Project 13: Database Storage Engine (B-Trees and Transactions)
A persistent key-value storage engine with B-tree indexing, write-ahead logging, and ACID transactions—the core of databases like SQLite or LevelDB.
Quick Reference
| Attribute | Value |
|---|---|
| Primary Language | Rust |
| Alternative Languages | C, C++, Go |
| Difficulty | Level 4: Expert |
| Time Estimate | 1 month+ |
| Knowledge Area | Database Internals / B-Trees / ACID |
| Tooling | File I/O, memory mapping |
| Prerequisites | Projects 1-4 completed, understanding of data structures |
What You Will Build
A persistent key-value storage engine with B-tree indexing, write-ahead logging, and ACID transactions—the core of databases like SQLite or LevelDB.
Why It Matters
This project builds core skills that appear repeatedly in real-world systems and tooling.
Core Challenges
- Implementing B-tree node splitting and merging → maps to complex data structure manipulation
- Write-ahead logging for crash recovery → maps to file I/O and fsync
- Page-level locking for concurrency → maps to RwLock and ownership
- Memory-mapped I/O for performance → maps to unsafe and raw pointers
Key Concepts
- B-tree algorithms: “Algorithms, Fourth Edition” Chapter 6 - Sedgewick
- Write-ahead logging: “Designing Data-Intensive Applications” Chapter 7 - Kleppmann
- ACID properties: “Designing Data-Intensive Applications” Chapter 7 - Kleppmann
- Memory-mapped files: “The Linux Programming Interface” Chapter 49 - Kerrisk
Real-World Outcome
$ cargo run --release
🗄️ RustKV - Embedded Storage Engine
━━━━━━━━━━━━━━━━━━━━━━━━━━━━━━━━━━━
> put user:1 {"name": "Alice", "age": 30}
OK (0.1ms)
> put user:2 {"name": "Bob", "age": 25}
OK (0.08ms)
> get user:1
{"name": "Alice", "age": 30} (0.02ms)
> BEGIN
Transaction started
> put user:1 {"name": "Alice", "age": 31}
OK (staged)
> ROLLBACK
Transaction rolled back
> get user:1
{"name": "Alice", "age": 30} # Unchanged!
Benchmark:
Random writes: 150,000 ops/sec
Random reads: 450,000 ops/sec
Range scans: 2.1M keys/sec
Crash recovery test: PASSED
(Killed process during write, all committed data recovered)
Implementation Guide
- Reproduce the simplest happy-path scenario.
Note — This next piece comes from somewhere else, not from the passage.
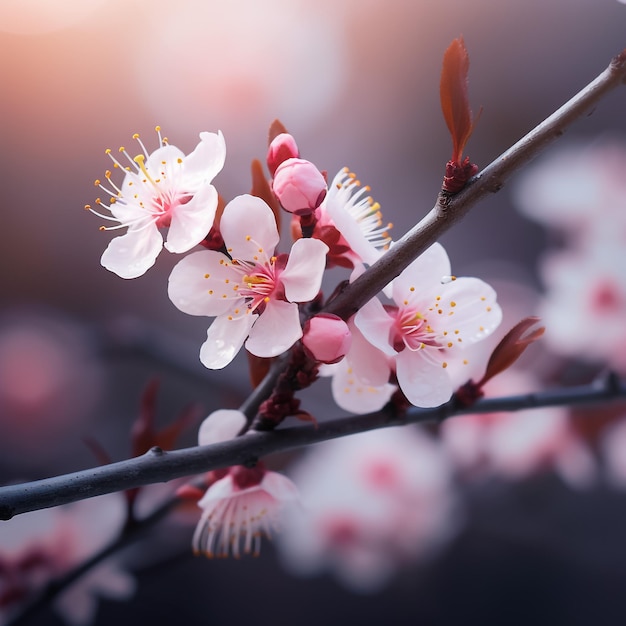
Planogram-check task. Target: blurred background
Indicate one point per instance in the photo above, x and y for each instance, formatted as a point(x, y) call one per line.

- Build the smallest working version of the core feature.
- Add input validation and error handling.
- Add instrumentation/logging to confirm behavior.
- Refactor into clean modules with tests.
Milestones
- Milestone 1: Minimal working program that runs end-to-end.
- Milestone 2: Correct outputs for typical inputs.
- Milestone 3: Robust handling of edge cases.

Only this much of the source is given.